#' Plot Conditional Coefficients in Models with Interaction Terms
#'
#' Graph based on the data frame of statistics about the conditional effect of an interaction.
#'
#' @param m A model object including an interaction term, or, alternately, a data frame recording conditional coefficients. This data frame should includes four columns:
#' \itemize{
#' \item fake: The sequence of \code{var1} (the item whose effect will be conditioned on in the interaction);
#' \item coef1: The point estimates of the coefficient of \code{var1} at each break point.
#' \item ub: The upper bound of the simulated 95\% CI.
#' \item lb: The lower bound of the simulated 95\% CI.
#' }
#' @param var1 The name (as a string) of the variable of interest in the interaction term; its conditional coefficient estimates will be plotted.
#' @param var2 The name (as a string) of the other variable in the interaction term.
#' @param plot A logical value indicating whether the output is a plot or a dataframe including the conditional coefficient estimates of var1, their upper and lower bounds, and the corresponding values of var2.
#' @param steps Desired length of the sequence. A non-negative number, which for seq and seq.int will be rounded up if fractional. The default is 100 or the unique categories in the \code{var2} (when it is less than 100. Also see \code{\link{unique}}).
#' @param ci is a numeric value inherited from the data wrangling functions in this package. Adding it here is just for the method consistency.
#' @param adjCI Succeeded from the data management functions in `interplot` package.
#' @param hist A logical value indicating if there is a histogram of `var2` added at the bottom of the conditional effect plot.

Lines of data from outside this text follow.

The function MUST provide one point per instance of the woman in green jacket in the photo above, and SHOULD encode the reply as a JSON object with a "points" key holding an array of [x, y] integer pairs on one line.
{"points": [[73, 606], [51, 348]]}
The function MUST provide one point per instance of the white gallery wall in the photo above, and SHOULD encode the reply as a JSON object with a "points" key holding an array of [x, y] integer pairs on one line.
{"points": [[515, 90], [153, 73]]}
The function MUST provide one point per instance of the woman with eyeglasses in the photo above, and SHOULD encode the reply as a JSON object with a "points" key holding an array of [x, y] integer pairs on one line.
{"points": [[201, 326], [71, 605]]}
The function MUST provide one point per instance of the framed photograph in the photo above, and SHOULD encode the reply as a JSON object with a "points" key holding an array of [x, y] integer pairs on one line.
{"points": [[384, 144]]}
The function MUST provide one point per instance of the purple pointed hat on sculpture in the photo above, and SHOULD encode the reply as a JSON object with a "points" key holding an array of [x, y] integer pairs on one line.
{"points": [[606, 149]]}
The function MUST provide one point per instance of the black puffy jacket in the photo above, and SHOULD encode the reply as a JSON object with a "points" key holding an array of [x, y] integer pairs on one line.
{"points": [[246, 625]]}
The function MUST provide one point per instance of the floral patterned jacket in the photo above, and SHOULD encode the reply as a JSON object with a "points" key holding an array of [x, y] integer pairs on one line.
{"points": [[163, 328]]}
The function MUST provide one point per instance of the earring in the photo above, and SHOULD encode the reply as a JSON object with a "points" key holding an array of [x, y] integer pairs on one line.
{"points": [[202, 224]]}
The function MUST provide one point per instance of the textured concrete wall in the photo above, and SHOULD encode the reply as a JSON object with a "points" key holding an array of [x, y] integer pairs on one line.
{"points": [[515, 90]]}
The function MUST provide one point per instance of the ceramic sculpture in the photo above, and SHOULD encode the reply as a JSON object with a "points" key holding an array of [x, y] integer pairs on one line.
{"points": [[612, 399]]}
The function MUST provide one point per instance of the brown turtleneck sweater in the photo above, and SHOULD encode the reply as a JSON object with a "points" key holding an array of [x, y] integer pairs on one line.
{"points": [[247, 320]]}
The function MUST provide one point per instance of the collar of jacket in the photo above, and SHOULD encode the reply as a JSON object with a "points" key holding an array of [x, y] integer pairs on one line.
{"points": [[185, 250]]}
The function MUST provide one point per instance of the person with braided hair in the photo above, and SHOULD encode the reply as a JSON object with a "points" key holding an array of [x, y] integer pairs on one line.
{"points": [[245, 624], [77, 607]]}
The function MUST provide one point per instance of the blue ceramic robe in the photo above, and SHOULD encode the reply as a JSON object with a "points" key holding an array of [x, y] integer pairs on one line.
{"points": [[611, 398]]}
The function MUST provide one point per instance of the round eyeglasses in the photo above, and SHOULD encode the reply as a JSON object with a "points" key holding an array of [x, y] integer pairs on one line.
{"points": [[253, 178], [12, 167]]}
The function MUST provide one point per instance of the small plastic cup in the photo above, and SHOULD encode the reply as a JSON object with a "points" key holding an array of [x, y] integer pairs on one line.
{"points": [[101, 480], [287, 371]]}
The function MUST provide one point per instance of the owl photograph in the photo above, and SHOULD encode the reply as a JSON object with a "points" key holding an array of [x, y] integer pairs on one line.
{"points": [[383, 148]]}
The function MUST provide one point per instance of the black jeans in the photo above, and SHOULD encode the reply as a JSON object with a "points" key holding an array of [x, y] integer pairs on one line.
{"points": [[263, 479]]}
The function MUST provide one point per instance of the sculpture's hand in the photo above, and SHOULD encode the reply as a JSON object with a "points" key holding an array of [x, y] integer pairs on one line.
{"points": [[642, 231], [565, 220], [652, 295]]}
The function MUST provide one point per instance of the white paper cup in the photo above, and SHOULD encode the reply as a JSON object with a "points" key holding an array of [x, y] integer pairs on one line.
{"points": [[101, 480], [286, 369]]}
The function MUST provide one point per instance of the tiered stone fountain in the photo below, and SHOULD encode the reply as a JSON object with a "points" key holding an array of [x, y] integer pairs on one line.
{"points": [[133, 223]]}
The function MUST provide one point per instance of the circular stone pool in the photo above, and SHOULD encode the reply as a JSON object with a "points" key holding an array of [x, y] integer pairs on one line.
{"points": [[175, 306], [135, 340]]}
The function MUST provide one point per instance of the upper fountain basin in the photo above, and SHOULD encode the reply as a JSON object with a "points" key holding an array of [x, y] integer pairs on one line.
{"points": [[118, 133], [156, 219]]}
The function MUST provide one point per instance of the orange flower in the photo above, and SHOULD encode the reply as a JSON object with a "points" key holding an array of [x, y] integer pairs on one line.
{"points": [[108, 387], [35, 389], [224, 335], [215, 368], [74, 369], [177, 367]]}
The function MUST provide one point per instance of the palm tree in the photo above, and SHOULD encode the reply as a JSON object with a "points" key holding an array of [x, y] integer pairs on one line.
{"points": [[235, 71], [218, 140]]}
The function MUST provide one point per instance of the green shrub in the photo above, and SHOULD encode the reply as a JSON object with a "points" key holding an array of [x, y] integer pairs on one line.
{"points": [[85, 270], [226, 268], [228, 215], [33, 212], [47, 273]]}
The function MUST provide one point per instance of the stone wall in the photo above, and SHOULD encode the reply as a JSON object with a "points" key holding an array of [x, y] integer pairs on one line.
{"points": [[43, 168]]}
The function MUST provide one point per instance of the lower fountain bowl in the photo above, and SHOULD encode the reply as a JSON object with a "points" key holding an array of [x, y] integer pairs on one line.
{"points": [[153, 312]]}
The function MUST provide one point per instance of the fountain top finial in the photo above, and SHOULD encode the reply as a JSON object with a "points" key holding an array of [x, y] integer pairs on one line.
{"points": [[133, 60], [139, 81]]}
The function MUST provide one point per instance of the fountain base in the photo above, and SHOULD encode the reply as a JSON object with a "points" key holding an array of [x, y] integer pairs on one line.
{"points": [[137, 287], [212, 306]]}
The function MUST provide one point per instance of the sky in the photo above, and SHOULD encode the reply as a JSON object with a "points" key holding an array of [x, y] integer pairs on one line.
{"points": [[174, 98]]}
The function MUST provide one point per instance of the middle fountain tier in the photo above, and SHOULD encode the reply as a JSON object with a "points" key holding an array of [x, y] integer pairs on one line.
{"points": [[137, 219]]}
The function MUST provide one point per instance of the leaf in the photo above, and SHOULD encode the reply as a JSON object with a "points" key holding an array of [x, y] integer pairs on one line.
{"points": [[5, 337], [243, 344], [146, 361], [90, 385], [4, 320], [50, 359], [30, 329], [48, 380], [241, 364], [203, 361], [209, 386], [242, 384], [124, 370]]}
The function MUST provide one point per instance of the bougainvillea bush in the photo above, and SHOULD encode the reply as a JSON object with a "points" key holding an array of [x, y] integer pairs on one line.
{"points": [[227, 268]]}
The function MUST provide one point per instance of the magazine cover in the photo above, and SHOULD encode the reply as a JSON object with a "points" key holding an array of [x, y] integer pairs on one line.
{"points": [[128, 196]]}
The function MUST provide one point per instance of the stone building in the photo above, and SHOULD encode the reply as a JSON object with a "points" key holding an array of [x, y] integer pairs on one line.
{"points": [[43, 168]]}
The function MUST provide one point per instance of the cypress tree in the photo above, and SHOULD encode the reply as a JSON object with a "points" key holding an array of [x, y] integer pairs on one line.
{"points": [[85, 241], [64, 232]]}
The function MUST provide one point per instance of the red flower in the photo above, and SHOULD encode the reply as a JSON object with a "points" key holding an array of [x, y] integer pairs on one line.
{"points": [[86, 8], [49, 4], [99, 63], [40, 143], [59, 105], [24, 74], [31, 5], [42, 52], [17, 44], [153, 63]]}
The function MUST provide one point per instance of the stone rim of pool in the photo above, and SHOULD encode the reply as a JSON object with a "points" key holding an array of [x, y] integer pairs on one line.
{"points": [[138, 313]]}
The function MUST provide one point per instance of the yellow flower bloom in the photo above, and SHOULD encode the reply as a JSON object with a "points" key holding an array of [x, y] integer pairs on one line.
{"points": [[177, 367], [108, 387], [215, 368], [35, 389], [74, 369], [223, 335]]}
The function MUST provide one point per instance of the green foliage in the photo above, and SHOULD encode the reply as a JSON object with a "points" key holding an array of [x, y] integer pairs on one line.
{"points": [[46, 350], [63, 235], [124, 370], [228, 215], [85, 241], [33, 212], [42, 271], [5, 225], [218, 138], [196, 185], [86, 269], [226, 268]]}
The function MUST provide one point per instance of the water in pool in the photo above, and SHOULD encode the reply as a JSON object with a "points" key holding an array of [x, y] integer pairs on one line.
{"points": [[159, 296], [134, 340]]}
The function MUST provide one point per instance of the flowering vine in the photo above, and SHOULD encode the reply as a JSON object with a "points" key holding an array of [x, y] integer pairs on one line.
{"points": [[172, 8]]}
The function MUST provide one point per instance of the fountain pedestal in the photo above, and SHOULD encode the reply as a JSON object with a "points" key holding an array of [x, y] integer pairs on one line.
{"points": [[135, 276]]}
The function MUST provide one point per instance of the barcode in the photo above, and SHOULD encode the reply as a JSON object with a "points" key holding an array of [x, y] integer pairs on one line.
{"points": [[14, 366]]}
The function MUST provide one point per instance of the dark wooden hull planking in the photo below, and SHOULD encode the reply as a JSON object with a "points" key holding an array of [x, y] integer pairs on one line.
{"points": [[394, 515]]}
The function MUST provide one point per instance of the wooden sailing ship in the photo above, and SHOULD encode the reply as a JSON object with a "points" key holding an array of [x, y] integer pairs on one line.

#' @param var2_dt A numerical value indicating the frequency distribution of `var2`. It is only used when `hist == TRUE`. When the object is a model, the default is the distribution of `var2` of the model.
#' @param predPro A logical value with default of `FALSE`. When the `m` is an output of a general linear model (class `glm` or `glmerMod`) and the argument is set to `TRUE`, the function will plot predicted probabilities at the values given by `var2_vals`.
#' @param var2_vals A numerical value indicating the values the predicted probabilities are estimated, when `predPro` is `TRUE`.
#' @param point A logical value determining the format of plot. By default, the function produces a line plot when var2 takes on ten or more distinct values and a point (dot-and-whisker) plot otherwise; option TRUE forces a point plot.
#' @param sims Number of independent simulation draws used to calculate upper and lower bounds of coefficient estimates: lower values run faster; higher values produce smoother curves.
#' @param xmin A numerical value indicating the minimum value shown of x shown in the graph. Rarely used.
#' @param xmax A numerical value indicating the maximum value shown of x shown in the graph. Rarely used.
#' @param ercolor A character value indicating the outline color of the whisker or ribbon.
#' @param esize A numerical value indicating the size of the whisker or ribbon.
#' @param ralpha A numerical value indicating the transparency of the ribbon.
#' @param rfill A character value indicating the filling color of the ribbon.
#' @param ... Other ggplot aesthetics arguments for points in the dot-whisker plot or lines in the line-ribbon plots. Not currently used.
#' @param stats_cp A character value indicating what statistics to present as the plot note. Three options are available: "none", "ci", and "ks". The default is "none". See the Details for more information.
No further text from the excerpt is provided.